I've also discovered that there is a facility on NHS Choices website where patients can post and read reviews of GP surgeries. Check it out (click the link above), if your doctor is good why not leave them a nice review, you never know when someone else might be seeking some reassurance about a surgery before registering with them. You could help. Likewise, it's worth sharing negative experiences to help people make their minds up about whether or not to give a particular surgery a go. I've just posted a review on there about the doctor I'm leaving. It's interesting to read both reviews from patients and responses from practice managers. I think if I'd seen this before I registered with that doctor I would have gone elsewhere. So hurrah for increased transparency.
I've also done a write up of the issues I've had for Patient Opinion. This website aims to share feedback with the people responsible in the relevant bits of the NHS.
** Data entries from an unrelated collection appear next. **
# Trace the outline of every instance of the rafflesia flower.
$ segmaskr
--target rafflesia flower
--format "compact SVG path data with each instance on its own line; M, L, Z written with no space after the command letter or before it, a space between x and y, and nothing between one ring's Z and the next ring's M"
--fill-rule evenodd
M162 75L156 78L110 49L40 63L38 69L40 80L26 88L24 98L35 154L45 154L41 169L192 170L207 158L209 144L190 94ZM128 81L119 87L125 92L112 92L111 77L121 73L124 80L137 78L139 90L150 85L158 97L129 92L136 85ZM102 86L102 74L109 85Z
I realise I'm in danger of looking a little bit obsessed and like I have too much time on my hands. Ah well. I do probably have too much time on my hands at the moment and good patient care is something I am very passionate about. Having reached what has been a massive decision to move doctors I am determined that by hook or by crook my feedback will be heard and I hope that it can do some good. Perhaps at some stage my doctor will actually reflect on her behaviour and consider how she could do things differently. At the very least perhaps someone else will avoid going through what I went through because they will read my story and avoid that surgery..
According to the GMC guidance on good medical practice doctors must be polite and considerate and treat patients with dignity, allowing them to be partners in their care, they must listen to patients and take account of their views, they must be considerate sensitive and responsive. As I don't accept that referring me for this test without so much as a by your leave - and telling me that the relationship has broken down as soon as I protest - is in line with these requirements, I'm just really cross.
So that's that. The new surgery seem great. Let's see how I get on. It's so important to have a good relationship with a doctor when dealing with chronic health issues. Wish me luck.